MH. Au Japon, le peuple Aïnou est une minorité et de ce fait subit un traitement « particulier », dans le bon comme dans le mauvais sens du terme. En écoutant ma musique, vous remarquerez que par rapport aux autres artistes Aïnous, certaines pistes utilisent très peu d’éléments Aïnous quand d’autres n’en utilisent pas du tout. Cela afin que les éléments Aïnous ne bénéficient d’aucun traitement particulier, et soient au contraire une partie intégrante et naturelle d’un tout. De même, je n’utilise les instruments et les textes Aïnous que lorsque musicalement parlant, ceux-ci peuvent réellement être mis en valeur. Si au contraire ces derniers se retrouvent stigmatisés par une volonté de trop les mettre en avant, cela se revient au final à dire qu’à partir du moment où c’est d’origine Aïnoue, c’est forcément bien et donc à mépriser l’essence même des éléments Aïnous.

OR. Que pensez-vous des musiques de jeux vidéo retro (chip tunes)? Avez-vous des musiques de jeux ou des compositeurs de référence en ce domaine?

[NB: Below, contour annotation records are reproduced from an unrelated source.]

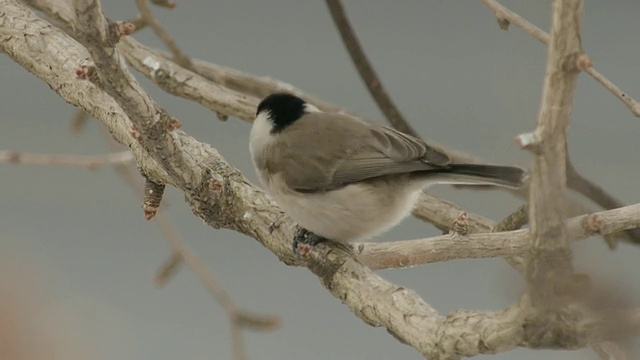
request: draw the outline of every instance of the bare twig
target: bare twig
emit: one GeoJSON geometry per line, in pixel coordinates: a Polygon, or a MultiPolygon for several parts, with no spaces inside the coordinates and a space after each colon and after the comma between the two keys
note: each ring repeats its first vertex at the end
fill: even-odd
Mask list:
{"type": "Polygon", "coordinates": [[[103,166],[133,163],[133,155],[129,151],[106,155],[71,155],[71,154],[36,154],[18,151],[0,151],[0,163],[27,165],[63,165],[88,169],[103,166]]]}
{"type": "MultiPolygon", "coordinates": [[[[520,209],[516,212],[522,213],[520,209]]],[[[565,221],[567,238],[583,240],[640,228],[640,204],[581,215],[565,221]]],[[[530,249],[529,229],[449,235],[425,239],[355,244],[358,260],[372,269],[404,268],[455,259],[523,256],[530,249]]]]}
{"type": "MultiPolygon", "coordinates": [[[[115,143],[113,138],[111,138],[111,135],[106,131],[106,128],[104,129],[104,135],[109,141],[111,148],[118,148],[118,144],[115,143]]],[[[139,195],[143,192],[145,186],[141,181],[141,178],[135,175],[133,168],[126,165],[120,165],[116,167],[116,170],[136,194],[139,195]]],[[[206,264],[200,260],[194,252],[184,245],[184,241],[175,231],[167,215],[164,212],[159,212],[155,215],[154,219],[156,220],[156,224],[160,228],[172,250],[172,255],[169,257],[168,261],[163,264],[158,276],[156,276],[156,284],[159,286],[164,285],[169,278],[176,273],[180,265],[183,262],[186,263],[191,271],[198,276],[205,288],[213,295],[229,317],[234,360],[246,359],[247,357],[245,354],[242,329],[247,328],[262,331],[274,330],[280,326],[280,319],[272,315],[251,314],[238,309],[231,299],[231,296],[224,290],[222,285],[220,285],[213,272],[209,270],[206,264]]]]}
{"type": "MultiPolygon", "coordinates": [[[[157,134],[160,132],[158,127],[138,126],[145,123],[153,125],[154,122],[140,120],[138,117],[142,110],[136,108],[136,104],[128,104],[118,98],[112,89],[109,90],[112,95],[108,96],[101,87],[80,81],[72,74],[74,66],[87,56],[81,46],[39,19],[20,1],[0,0],[0,7],[4,14],[4,24],[0,27],[0,51],[46,81],[66,101],[85,109],[107,125],[116,139],[130,147],[143,173],[180,189],[194,214],[207,224],[253,237],[281,261],[295,263],[290,242],[293,225],[284,222],[275,231],[270,229],[269,224],[280,215],[279,209],[215,149],[179,130],[171,132],[171,141],[168,141],[157,134]],[[25,39],[21,36],[25,31],[40,36],[25,39]],[[42,46],[43,42],[46,46],[42,46]],[[132,138],[128,119],[139,127],[142,143],[132,138]],[[180,150],[189,156],[182,156],[180,150]],[[183,166],[188,167],[186,175],[180,171],[183,166]]],[[[86,12],[81,13],[96,15],[92,11],[94,9],[84,10],[86,12]]],[[[100,25],[102,22],[98,19],[96,23],[100,25]]],[[[92,44],[91,37],[85,44],[87,47],[104,46],[100,42],[92,44]]],[[[97,50],[92,52],[96,56],[102,55],[97,50]]],[[[104,74],[101,67],[111,64],[98,63],[97,69],[103,81],[123,86],[119,83],[122,79],[118,79],[123,76],[121,70],[110,68],[111,71],[104,74]]],[[[137,86],[137,83],[133,84],[137,86]]],[[[131,91],[127,87],[119,90],[131,91]]],[[[136,95],[132,101],[138,102],[137,105],[157,110],[145,94],[132,95],[136,95]]],[[[524,323],[522,309],[530,308],[526,295],[502,311],[459,310],[443,316],[415,292],[386,281],[349,253],[330,244],[320,244],[312,253],[316,253],[316,258],[308,263],[309,269],[333,296],[367,324],[385,327],[397,339],[427,357],[457,358],[503,352],[516,346],[557,347],[552,343],[532,343],[523,331],[527,324],[524,323]]],[[[632,324],[640,322],[639,314],[636,309],[620,311],[620,316],[630,319],[632,324]]],[[[563,333],[563,339],[569,341],[572,348],[615,336],[609,331],[606,319],[581,308],[567,309],[566,313],[559,315],[553,323],[554,329],[563,333]]]]}
{"type": "Polygon", "coordinates": [[[74,133],[79,133],[84,129],[84,126],[87,125],[87,121],[90,116],[83,110],[76,110],[76,113],[73,115],[73,119],[71,119],[71,131],[74,133]]]}
{"type": "Polygon", "coordinates": [[[180,50],[176,42],[173,41],[173,39],[169,35],[169,32],[167,32],[167,30],[165,30],[164,27],[160,25],[160,22],[153,15],[151,8],[147,4],[147,0],[135,0],[135,2],[136,6],[138,7],[138,11],[140,11],[142,19],[144,20],[144,23],[150,26],[151,29],[153,29],[153,32],[158,35],[160,40],[162,40],[162,42],[167,45],[169,51],[171,51],[171,53],[173,54],[174,61],[185,69],[192,70],[193,64],[191,63],[191,59],[184,52],[182,52],[182,50],[180,50]]]}
{"type": "MultiPolygon", "coordinates": [[[[520,15],[515,12],[509,10],[505,6],[498,3],[496,0],[481,0],[482,3],[488,7],[491,11],[496,14],[498,19],[505,19],[510,23],[514,23],[520,28],[522,28],[525,32],[531,34],[533,37],[538,39],[545,45],[549,45],[549,34],[544,32],[539,27],[533,25],[520,15]]],[[[598,83],[604,86],[607,90],[609,90],[612,94],[618,97],[627,107],[631,110],[631,113],[635,116],[640,116],[640,104],[628,96],[625,92],[616,87],[611,81],[605,78],[602,74],[597,72],[593,66],[589,65],[585,68],[581,69],[585,71],[587,74],[591,75],[598,83]]],[[[533,134],[532,134],[533,135],[533,134]]],[[[525,140],[527,138],[521,138],[521,140],[525,140]]],[[[535,142],[535,141],[534,141],[535,142]]],[[[526,144],[520,144],[523,148],[526,144]]],[[[602,206],[605,209],[615,209],[624,204],[617,201],[612,195],[607,193],[603,188],[595,184],[593,181],[583,177],[578,171],[575,169],[571,160],[567,154],[567,186],[578,193],[584,195],[585,197],[593,200],[596,204],[602,206]]],[[[629,237],[634,243],[640,243],[640,231],[633,230],[627,232],[629,237]]]]}
{"type": "MultiPolygon", "coordinates": [[[[510,23],[515,24],[520,27],[522,30],[531,34],[534,38],[538,39],[541,43],[545,45],[549,45],[549,34],[544,32],[539,27],[533,25],[529,21],[527,21],[522,16],[516,14],[515,12],[509,10],[502,4],[500,4],[496,0],[480,0],[482,3],[493,11],[496,14],[498,19],[506,19],[510,23]]],[[[640,103],[629,96],[626,92],[622,91],[618,88],[614,83],[612,83],[609,79],[604,77],[604,75],[600,74],[593,66],[588,67],[583,70],[587,74],[589,74],[594,80],[596,80],[600,85],[604,86],[605,89],[609,90],[615,97],[620,99],[631,111],[631,113],[640,117],[640,103]]]]}
{"type": "Polygon", "coordinates": [[[491,232],[518,230],[529,221],[529,205],[524,204],[497,223],[491,232]]]}
{"type": "MultiPolygon", "coordinates": [[[[571,157],[567,151],[567,186],[591,199],[596,204],[600,205],[603,209],[617,209],[623,207],[624,203],[616,199],[613,195],[609,194],[598,184],[582,176],[580,172],[573,166],[571,157]]],[[[640,244],[640,229],[627,230],[627,234],[636,244],[640,244]]],[[[605,238],[607,240],[607,238],[605,238]]],[[[609,247],[615,248],[613,243],[609,243],[609,247]]]]}
{"type": "Polygon", "coordinates": [[[353,65],[355,65],[358,70],[360,78],[362,78],[367,89],[369,89],[369,93],[375,100],[378,108],[380,108],[380,111],[382,111],[396,130],[419,137],[418,133],[411,127],[409,122],[405,120],[404,116],[402,116],[400,109],[396,107],[391,96],[389,96],[382,85],[378,74],[376,74],[375,69],[369,62],[369,59],[367,59],[367,55],[362,49],[360,41],[344,12],[342,2],[340,0],[326,0],[326,3],[331,13],[331,18],[340,33],[342,43],[347,48],[351,60],[353,60],[353,65]]]}
{"type": "Polygon", "coordinates": [[[631,360],[629,354],[613,341],[603,341],[592,345],[591,348],[602,360],[631,360]]]}
{"type": "Polygon", "coordinates": [[[126,22],[133,25],[135,27],[135,31],[140,31],[147,27],[147,20],[145,20],[140,14],[136,15],[136,17],[132,19],[127,20],[126,22]]]}

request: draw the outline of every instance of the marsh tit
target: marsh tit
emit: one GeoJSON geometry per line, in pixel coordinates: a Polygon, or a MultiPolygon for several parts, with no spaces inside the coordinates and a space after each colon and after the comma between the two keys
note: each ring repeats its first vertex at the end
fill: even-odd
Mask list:
{"type": "Polygon", "coordinates": [[[527,177],[513,166],[451,163],[413,136],[286,93],[258,105],[249,149],[262,186],[284,212],[342,243],[392,228],[432,184],[518,188],[527,177]]]}

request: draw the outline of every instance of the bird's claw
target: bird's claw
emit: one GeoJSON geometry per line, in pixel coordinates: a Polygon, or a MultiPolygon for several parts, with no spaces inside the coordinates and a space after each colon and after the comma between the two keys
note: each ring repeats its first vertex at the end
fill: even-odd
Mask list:
{"type": "Polygon", "coordinates": [[[307,229],[300,228],[293,237],[293,253],[296,255],[296,259],[300,259],[300,257],[306,256],[313,246],[325,241],[328,240],[307,229]]]}

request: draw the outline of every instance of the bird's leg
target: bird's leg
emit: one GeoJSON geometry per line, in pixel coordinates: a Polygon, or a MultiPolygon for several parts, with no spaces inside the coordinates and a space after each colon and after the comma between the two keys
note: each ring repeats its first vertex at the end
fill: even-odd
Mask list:
{"type": "Polygon", "coordinates": [[[307,229],[299,228],[293,237],[293,253],[297,258],[300,258],[301,255],[306,255],[311,247],[325,241],[329,241],[329,239],[316,235],[307,229]]]}

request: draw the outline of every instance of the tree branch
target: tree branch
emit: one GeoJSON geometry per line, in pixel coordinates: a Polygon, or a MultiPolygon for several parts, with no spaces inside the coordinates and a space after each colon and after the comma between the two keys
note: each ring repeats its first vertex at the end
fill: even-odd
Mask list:
{"type": "Polygon", "coordinates": [[[184,53],[175,41],[169,35],[169,32],[160,25],[160,22],[153,15],[149,4],[147,4],[147,0],[135,0],[136,6],[138,7],[138,11],[140,11],[140,15],[142,20],[146,25],[153,29],[153,32],[162,40],[162,42],[169,48],[169,51],[173,54],[173,59],[175,62],[182,66],[185,69],[193,70],[193,64],[191,63],[191,59],[184,53]]]}
{"type": "MultiPolygon", "coordinates": [[[[17,0],[0,0],[0,7],[4,13],[4,23],[0,27],[0,51],[47,82],[67,102],[81,107],[107,125],[117,140],[130,147],[145,175],[183,191],[194,214],[207,224],[253,237],[280,260],[296,264],[291,251],[293,225],[285,222],[270,231],[269,224],[279,218],[279,209],[264,193],[251,186],[238,170],[229,166],[215,149],[195,141],[180,130],[167,135],[166,128],[157,126],[163,120],[155,116],[140,117],[157,115],[159,107],[148,102],[145,94],[137,92],[135,82],[118,88],[122,94],[113,96],[118,98],[130,94],[135,96],[132,101],[138,104],[127,104],[122,99],[116,102],[102,91],[102,86],[111,91],[113,85],[123,85],[123,79],[119,77],[127,78],[122,69],[114,71],[111,68],[117,52],[104,54],[103,50],[93,49],[94,57],[109,55],[97,61],[100,74],[100,82],[97,83],[100,87],[82,81],[74,72],[84,64],[85,49],[59,29],[39,19],[17,0]],[[25,33],[38,36],[24,36],[25,33]],[[105,68],[109,72],[104,72],[105,68]],[[126,106],[118,106],[119,103],[126,106]],[[149,107],[138,107],[144,107],[143,104],[149,107]],[[128,116],[136,124],[144,148],[132,138],[128,116]],[[158,134],[160,132],[164,134],[158,134]],[[186,175],[180,173],[183,166],[190,167],[186,175]]],[[[83,9],[86,12],[82,16],[88,13],[95,15],[95,8],[83,9]]],[[[97,24],[105,23],[100,19],[94,20],[97,24]]],[[[102,44],[88,41],[87,46],[102,44]]],[[[427,357],[455,359],[502,352],[515,346],[555,345],[532,342],[523,331],[526,324],[523,323],[522,309],[530,306],[527,296],[499,312],[460,310],[442,316],[415,292],[384,280],[341,248],[320,244],[307,260],[307,266],[322,284],[359,318],[369,325],[385,327],[397,339],[427,357]]],[[[555,325],[569,341],[567,347],[577,348],[617,336],[609,331],[606,318],[580,308],[567,309],[566,312],[555,325]],[[580,322],[573,319],[580,319],[580,322]]],[[[630,327],[640,323],[637,310],[623,311],[620,315],[630,319],[630,327]]],[[[637,331],[637,327],[632,329],[637,331]]]]}
{"type": "MultiPolygon", "coordinates": [[[[554,0],[551,39],[538,126],[527,143],[534,154],[529,220],[532,256],[527,279],[534,304],[552,306],[554,279],[572,273],[563,219],[566,189],[566,138],[582,53],[582,0],[554,0]]],[[[525,135],[521,135],[523,137],[525,135]]]]}
{"type": "Polygon", "coordinates": [[[0,163],[27,165],[63,165],[85,167],[91,170],[109,165],[121,165],[133,162],[129,151],[105,155],[67,155],[36,154],[18,151],[0,151],[0,163]]]}
{"type": "MultiPolygon", "coordinates": [[[[533,25],[527,19],[522,16],[516,14],[515,12],[509,10],[502,4],[500,4],[496,0],[480,0],[482,3],[489,8],[489,10],[493,11],[496,14],[498,19],[503,19],[508,21],[509,23],[515,24],[520,27],[522,30],[531,34],[534,38],[538,39],[541,43],[545,45],[549,45],[549,34],[547,34],[544,30],[539,27],[533,25]]],[[[602,85],[605,89],[609,90],[615,97],[617,97],[622,103],[624,103],[627,108],[631,111],[631,113],[640,117],[640,103],[636,101],[634,98],[629,96],[626,92],[622,91],[618,88],[614,83],[612,83],[609,79],[607,79],[604,75],[600,74],[593,66],[584,70],[587,74],[589,74],[595,81],[597,81],[600,85],[602,85]]]]}
{"type": "Polygon", "coordinates": [[[344,12],[342,2],[340,0],[326,0],[326,4],[329,8],[333,23],[340,33],[342,43],[347,48],[349,56],[353,61],[353,65],[358,70],[360,78],[367,86],[369,93],[375,100],[380,111],[382,111],[394,129],[419,138],[418,133],[411,127],[404,116],[402,116],[400,109],[398,109],[393,102],[393,99],[391,99],[391,96],[389,96],[387,90],[385,90],[384,85],[382,85],[382,81],[378,77],[378,74],[376,74],[371,62],[369,62],[367,54],[365,54],[362,49],[355,31],[353,31],[353,27],[344,12]]]}
{"type": "MultiPolygon", "coordinates": [[[[567,238],[583,240],[640,228],[640,204],[577,216],[565,221],[567,238]]],[[[524,256],[530,249],[529,229],[485,232],[466,236],[435,236],[425,239],[358,243],[358,260],[378,269],[405,268],[454,259],[524,256]]]]}

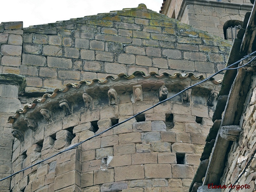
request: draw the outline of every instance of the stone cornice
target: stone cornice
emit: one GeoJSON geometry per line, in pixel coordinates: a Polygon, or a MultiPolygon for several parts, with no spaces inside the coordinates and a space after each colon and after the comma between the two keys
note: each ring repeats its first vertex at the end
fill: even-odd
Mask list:
{"type": "Polygon", "coordinates": [[[241,5],[230,3],[211,1],[208,1],[204,0],[183,0],[177,19],[179,20],[180,20],[180,19],[183,15],[184,11],[185,10],[187,5],[188,4],[248,11],[251,11],[252,9],[252,5],[241,5]]]}

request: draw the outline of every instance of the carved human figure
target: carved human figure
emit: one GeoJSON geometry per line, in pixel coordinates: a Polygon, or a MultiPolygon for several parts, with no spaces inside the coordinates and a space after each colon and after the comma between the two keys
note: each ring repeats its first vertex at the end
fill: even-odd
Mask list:
{"type": "Polygon", "coordinates": [[[85,110],[91,109],[92,108],[93,100],[92,98],[88,93],[84,93],[83,94],[83,99],[84,102],[85,110]]]}
{"type": "Polygon", "coordinates": [[[159,101],[165,100],[167,98],[168,95],[168,89],[164,85],[162,85],[160,87],[158,92],[158,98],[159,101]]]}
{"type": "Polygon", "coordinates": [[[219,92],[217,91],[213,90],[211,92],[207,100],[207,104],[209,106],[212,107],[214,105],[214,103],[216,100],[218,94],[219,92]]]}
{"type": "Polygon", "coordinates": [[[25,117],[24,120],[27,122],[28,127],[33,131],[35,131],[37,127],[37,122],[36,119],[25,117]]]}
{"type": "Polygon", "coordinates": [[[68,116],[71,114],[71,108],[68,101],[66,99],[64,99],[59,102],[60,107],[63,109],[65,113],[65,116],[68,116]]]}
{"type": "Polygon", "coordinates": [[[117,93],[116,91],[111,88],[108,92],[110,105],[117,104],[117,93]]]}
{"type": "MultiPolygon", "coordinates": [[[[189,85],[186,85],[184,87],[184,89],[186,89],[189,87],[189,85]]],[[[185,102],[190,101],[190,98],[191,95],[191,89],[188,89],[183,92],[182,94],[182,100],[185,102]]]]}
{"type": "Polygon", "coordinates": [[[21,142],[24,140],[24,133],[21,130],[13,129],[12,131],[12,136],[18,139],[21,142]]]}
{"type": "Polygon", "coordinates": [[[46,109],[42,108],[40,110],[40,113],[44,116],[44,118],[46,120],[47,123],[52,122],[52,111],[46,109]]]}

MH. A vrai dire je ne m’y suis quasiment pas intéressé. La musique chiptune a beaucoup évolué en permettant l’utilisation de nouvelles tonalités. En ce qui me concerne je suis encore dans la période de transition, en manipulant des sons de l’époque ou reprenant une partie seulement de ces son (par exemple j’utilise beaucoup le signal sinusoïdal) mais arriver à faire tenir une musique juste à partir de cela, j’en suis encore loin. Il y a déjà beaucoup d’autres défis sur lesquels je n’ai pas encore obtenu entièrement satisfaction, notamment des pistes joués uniquement au piano, ou encore aux bois, donc pour l’instant je me consacre surtout à cela.

OR. Plus largement quelles sont vos influences musicales?

MH. Mes influences viennent sans aucun doute de l’environnement dans lequel j’ai grandi et de la musique que j’ai écoutée dans mon enfance, et plus particulièrement tout ce que j’ai écouté jusqu’à mes vingt-ans environ, cela représente 90% de ma musique aujourd’hui. Je ne peux pas tous les citer et sans entrer dans le détails de mes goûts pour chacun, j’ai été influencé par Bach, Mozart, Shubert, Shuman, Debussy, Leroy Anderson, Hiroshi Miyagawa, Koichi Sakata, Haruomi Hosono, Ryuichi Sakamoto, et bien sûr mon père qui était compositeur et chanteur d’opéra.

OR. Etes-vous joueur vous-même? Quels sont les jeux vous ayant laissé les plus forts souvenirs?

MH. Ces derniers temps, je n’ai pas vraiment le temps de jouer mais j’ai bien sûr été marqué par les séries Dragon Quest et Final Fantasy. J’avais aussi beaucoup apprécié le jeu d’aventure Okhotsk ni Kiyu à l’époque. (Note: Jeu sorti en 84 dont Yuji Horii était le scénariste)

OR. Merci de nous avoir accordé de votre temps et de nous offrir de si belles mélodies. Nous vous souhaitons une bonne tournée en France.